London tends to hog the attention with its blue bike lanes and (unfairly dubbed) Boris bikes, with their now-unfortunate Barclays branding. To be fair, building on Ken Livingstone’s work, Mayor Boris Johnson has done quite a lot for cycling in the capital. For once, the bike systems pioneered on the continent have translated quite effectively to Britain. Those who said our climate was too dismal and our winters too long for cycling to really take off have already been proved wrong.
A London School of Economics study last August suggested that around 13 million Britons were regular cyclists. That must be nearer 15 million by now. In Manchester and Bury, for instance, there’s an ambitious programme of erecting glass-box “cycling hubs” where people can safely leave their bikes – theft being one of the dangers of urban cycling. Four years after Bristol was chosen as Britain’s first “cycling city”, it has impressive systems of lanes and cycle-parking spaces.

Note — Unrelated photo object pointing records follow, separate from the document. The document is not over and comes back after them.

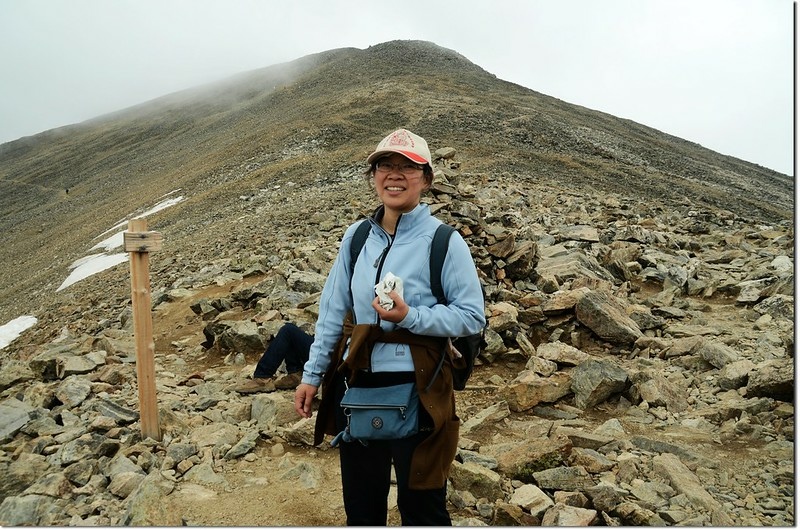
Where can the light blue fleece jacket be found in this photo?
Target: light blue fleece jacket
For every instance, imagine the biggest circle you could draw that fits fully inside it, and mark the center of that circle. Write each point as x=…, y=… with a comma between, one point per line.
x=406, y=255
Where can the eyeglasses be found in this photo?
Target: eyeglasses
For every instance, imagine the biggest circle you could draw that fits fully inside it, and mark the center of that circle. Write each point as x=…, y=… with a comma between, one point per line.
x=406, y=168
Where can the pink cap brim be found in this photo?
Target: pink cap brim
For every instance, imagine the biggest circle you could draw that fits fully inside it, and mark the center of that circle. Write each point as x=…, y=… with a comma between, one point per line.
x=414, y=157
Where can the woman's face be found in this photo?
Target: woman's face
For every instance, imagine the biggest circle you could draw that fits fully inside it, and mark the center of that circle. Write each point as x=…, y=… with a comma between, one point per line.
x=401, y=187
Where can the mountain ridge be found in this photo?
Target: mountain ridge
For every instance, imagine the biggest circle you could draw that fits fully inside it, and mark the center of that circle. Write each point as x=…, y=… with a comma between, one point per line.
x=340, y=101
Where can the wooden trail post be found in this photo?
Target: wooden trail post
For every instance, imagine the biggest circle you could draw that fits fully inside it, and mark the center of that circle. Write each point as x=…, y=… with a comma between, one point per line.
x=139, y=243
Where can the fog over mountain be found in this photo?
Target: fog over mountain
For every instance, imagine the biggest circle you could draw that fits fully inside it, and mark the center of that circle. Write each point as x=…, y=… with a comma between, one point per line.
x=316, y=117
x=637, y=368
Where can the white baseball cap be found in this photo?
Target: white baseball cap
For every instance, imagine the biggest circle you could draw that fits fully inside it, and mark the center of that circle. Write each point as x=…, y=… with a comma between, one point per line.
x=408, y=144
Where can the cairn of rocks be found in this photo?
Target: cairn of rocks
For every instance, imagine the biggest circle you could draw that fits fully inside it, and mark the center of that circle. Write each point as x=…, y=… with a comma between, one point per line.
x=649, y=344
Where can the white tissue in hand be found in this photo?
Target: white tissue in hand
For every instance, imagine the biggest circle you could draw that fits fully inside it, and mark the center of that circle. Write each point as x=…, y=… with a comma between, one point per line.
x=389, y=283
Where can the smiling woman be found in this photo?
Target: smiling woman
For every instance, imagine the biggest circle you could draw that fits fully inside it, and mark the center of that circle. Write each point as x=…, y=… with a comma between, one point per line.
x=394, y=344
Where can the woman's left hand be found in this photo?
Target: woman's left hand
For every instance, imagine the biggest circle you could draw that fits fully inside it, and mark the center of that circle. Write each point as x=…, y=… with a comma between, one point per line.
x=398, y=311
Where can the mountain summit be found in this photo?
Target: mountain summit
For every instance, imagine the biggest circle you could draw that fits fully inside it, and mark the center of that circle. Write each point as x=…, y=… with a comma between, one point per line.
x=638, y=367
x=318, y=116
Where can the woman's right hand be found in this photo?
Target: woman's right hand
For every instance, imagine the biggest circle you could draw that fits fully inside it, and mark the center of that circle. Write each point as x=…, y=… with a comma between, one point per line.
x=303, y=397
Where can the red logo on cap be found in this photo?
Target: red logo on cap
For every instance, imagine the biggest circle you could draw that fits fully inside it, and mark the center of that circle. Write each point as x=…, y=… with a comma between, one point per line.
x=400, y=138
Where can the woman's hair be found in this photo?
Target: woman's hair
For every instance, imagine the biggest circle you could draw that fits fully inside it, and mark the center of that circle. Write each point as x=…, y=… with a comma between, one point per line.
x=427, y=172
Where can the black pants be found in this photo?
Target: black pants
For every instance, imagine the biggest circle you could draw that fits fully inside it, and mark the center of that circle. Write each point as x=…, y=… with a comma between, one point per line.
x=292, y=345
x=366, y=471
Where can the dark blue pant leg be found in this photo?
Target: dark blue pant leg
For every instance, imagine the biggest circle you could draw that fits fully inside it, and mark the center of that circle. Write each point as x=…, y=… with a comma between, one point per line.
x=292, y=345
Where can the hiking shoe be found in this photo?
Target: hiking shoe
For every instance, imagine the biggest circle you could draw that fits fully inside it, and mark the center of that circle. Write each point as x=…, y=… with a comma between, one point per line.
x=256, y=384
x=288, y=381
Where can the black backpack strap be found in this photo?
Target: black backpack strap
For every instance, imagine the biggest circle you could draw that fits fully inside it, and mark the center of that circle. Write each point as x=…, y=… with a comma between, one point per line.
x=441, y=241
x=439, y=246
x=357, y=243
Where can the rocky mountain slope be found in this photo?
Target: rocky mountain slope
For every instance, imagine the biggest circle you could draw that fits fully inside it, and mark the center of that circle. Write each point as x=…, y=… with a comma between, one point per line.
x=639, y=363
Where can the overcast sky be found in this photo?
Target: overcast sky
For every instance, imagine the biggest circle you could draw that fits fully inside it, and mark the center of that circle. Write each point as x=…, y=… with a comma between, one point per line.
x=716, y=72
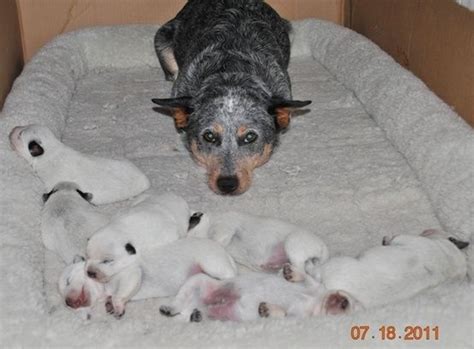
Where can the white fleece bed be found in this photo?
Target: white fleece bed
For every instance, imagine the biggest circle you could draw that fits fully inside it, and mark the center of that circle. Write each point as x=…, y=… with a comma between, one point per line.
x=377, y=154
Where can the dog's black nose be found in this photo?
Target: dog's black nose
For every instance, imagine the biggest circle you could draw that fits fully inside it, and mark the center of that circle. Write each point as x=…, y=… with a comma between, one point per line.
x=227, y=185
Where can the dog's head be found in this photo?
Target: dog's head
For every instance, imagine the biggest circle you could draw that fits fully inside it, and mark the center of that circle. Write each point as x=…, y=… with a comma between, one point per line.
x=231, y=130
x=338, y=303
x=78, y=290
x=108, y=254
x=33, y=142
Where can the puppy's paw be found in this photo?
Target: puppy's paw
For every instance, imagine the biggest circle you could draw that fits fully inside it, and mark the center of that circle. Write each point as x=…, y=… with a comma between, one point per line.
x=263, y=310
x=196, y=316
x=292, y=275
x=168, y=311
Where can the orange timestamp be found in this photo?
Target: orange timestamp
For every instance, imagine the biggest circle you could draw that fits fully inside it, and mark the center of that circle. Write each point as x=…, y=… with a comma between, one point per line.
x=390, y=332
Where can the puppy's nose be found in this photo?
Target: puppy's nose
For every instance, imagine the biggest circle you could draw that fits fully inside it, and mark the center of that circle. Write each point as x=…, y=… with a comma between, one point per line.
x=91, y=274
x=228, y=184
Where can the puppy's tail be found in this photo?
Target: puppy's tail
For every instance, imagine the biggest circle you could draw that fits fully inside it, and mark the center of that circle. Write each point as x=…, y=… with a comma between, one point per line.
x=199, y=225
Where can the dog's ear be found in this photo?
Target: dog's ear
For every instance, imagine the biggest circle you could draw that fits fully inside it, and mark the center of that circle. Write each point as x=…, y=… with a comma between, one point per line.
x=77, y=259
x=459, y=244
x=181, y=108
x=86, y=196
x=281, y=110
x=130, y=249
x=337, y=303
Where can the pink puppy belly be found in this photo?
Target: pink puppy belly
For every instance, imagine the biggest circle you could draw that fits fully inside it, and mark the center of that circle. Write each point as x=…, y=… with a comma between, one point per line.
x=277, y=259
x=220, y=303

Indeed, in virtually every city or town there are helpful websites for cyclists, maps, and advice on journeys and car-free routes. More and more major firms have schemes to encourage employees to arrive by bike. Outside the cities, the Bristol-based campaigning group Sustrans promotes 12,000 miles of traffic-free routes – the National Cycle Network.
However, this revolution is nothing like complete. In 2010, the last year for which have figures, 111 cyclists were killed on the roads and 2,660 were seriously injured. Even in London, despite the ballyhoo, few cycling commuters have routes that don’t involve close calls with lorries and speeding cars. Until big cities have a web of car-free routes that can carry most people on two wheels where they need to go, urban cycling will remain dangerous.
And smelly. More good employers are providing changing facilities and showers, as well as safe places to leave bikes, but they are still in the minority.
So there is a way to go. In its latest edition, Prospect magazine carries a thoughtful, slightly wistful piece by the former Labour MP Chris Mullin in which he calls for the abolition of the private car. Mullin says he wants “a return to that brief golden age when the bicycle was king, when every little town and many villages were connected to the railway network, and when our inner cities were habitable”.
That might be going too far for today’s politicians, but the effect of hard times and the oil price on budgets, and the sheer misery of modern car commuting, suggests that a more radical agenda could be popular. That means much bolder support for cycling, with cars banned from many more roads and parks. It’s one of the few radical shifts in lifestyle that is easily deliverable and for which there is no real drawback: the benefits for the environment and indeed the health of the nation are obvious. Of course, the old and young who can’t cycle mustn’t be forgotten, as public transport is enhanced. But this is all doable. It’s a policy that literally goes with the flow. Instead of new motorways, let’s have Wiggins-lanes everywhere.